Knesset Rife With Lobbyists, Report Shows

The Knesset building (Nati Shohat/Flash90)

To some, the word “lobbyist” has a negative connotation, but the profession is quite well accepted in the Knesset. Over the past year, there was a 64 percent growth in the number of registered lobbyists who hobnobbed with Knesset members, promoting specific interests. In mid-2015, there were 91 such lobbyists, but by this month, that number had grown to 177, an annual report on the state of Knesset lobbyists released this week said.

A lobbyist’s job is to represent a specific interest, and to argue the merits of that interest before MKs, in order to convince them to support bills that promote those interests.
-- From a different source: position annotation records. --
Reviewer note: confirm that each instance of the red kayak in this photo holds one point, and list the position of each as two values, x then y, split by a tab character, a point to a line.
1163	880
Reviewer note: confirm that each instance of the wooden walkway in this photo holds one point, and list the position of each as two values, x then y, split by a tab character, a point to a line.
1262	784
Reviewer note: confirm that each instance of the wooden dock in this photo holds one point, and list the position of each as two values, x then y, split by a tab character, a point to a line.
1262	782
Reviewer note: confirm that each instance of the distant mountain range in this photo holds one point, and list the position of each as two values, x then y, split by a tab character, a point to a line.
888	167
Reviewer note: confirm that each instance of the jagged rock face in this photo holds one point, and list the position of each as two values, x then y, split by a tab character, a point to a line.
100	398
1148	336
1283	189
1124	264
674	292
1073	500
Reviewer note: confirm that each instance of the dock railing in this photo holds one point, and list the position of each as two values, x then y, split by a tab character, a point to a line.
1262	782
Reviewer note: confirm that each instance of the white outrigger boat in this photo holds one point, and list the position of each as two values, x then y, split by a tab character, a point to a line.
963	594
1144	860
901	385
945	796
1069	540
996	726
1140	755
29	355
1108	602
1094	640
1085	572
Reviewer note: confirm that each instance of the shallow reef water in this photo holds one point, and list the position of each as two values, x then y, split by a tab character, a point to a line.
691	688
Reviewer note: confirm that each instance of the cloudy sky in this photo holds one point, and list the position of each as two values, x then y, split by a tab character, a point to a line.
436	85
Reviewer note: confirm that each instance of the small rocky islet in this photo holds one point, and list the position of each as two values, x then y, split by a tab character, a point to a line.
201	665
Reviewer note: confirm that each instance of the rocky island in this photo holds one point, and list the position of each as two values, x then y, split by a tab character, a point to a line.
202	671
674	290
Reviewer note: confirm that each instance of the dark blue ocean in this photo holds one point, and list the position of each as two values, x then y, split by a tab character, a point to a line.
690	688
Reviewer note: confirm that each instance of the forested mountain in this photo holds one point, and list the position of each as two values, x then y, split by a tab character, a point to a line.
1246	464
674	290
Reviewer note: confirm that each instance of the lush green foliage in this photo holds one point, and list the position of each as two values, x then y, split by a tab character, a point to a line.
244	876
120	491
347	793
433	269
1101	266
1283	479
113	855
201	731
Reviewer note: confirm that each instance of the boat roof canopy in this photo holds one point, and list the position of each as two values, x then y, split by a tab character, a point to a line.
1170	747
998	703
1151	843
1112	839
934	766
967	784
They may represent private businesses, industry organizations or even individuals, and they may also represent more than one interest. In fact, the number of clients that use lobbyists exceeds their number: In February 2017, there were 515 registered interests represented by the 177 registered lobbyists.

Many of the lobbyists are former industry executives or government officials, who have good ties with government members and “know the right people.” One recent new lobbyist, for example, is Dror Strum, former head of the Finance Ministry’s antitrust division, who represents media firm RGE, the majority owner of Channel Ten, which has, in several instances, required government assistance in order to survive.

One company new to the lobbyist scene is Unilever, the British-Dutch corporation that apparently decided it needed representation after recent incidents of contamination of Telma cereals, which the company manufactures. Other organizations with lobbyist representation include the Yad Vashem Holocaust Memorial, the Israel Bitcoin Federation and the Teachers Union,.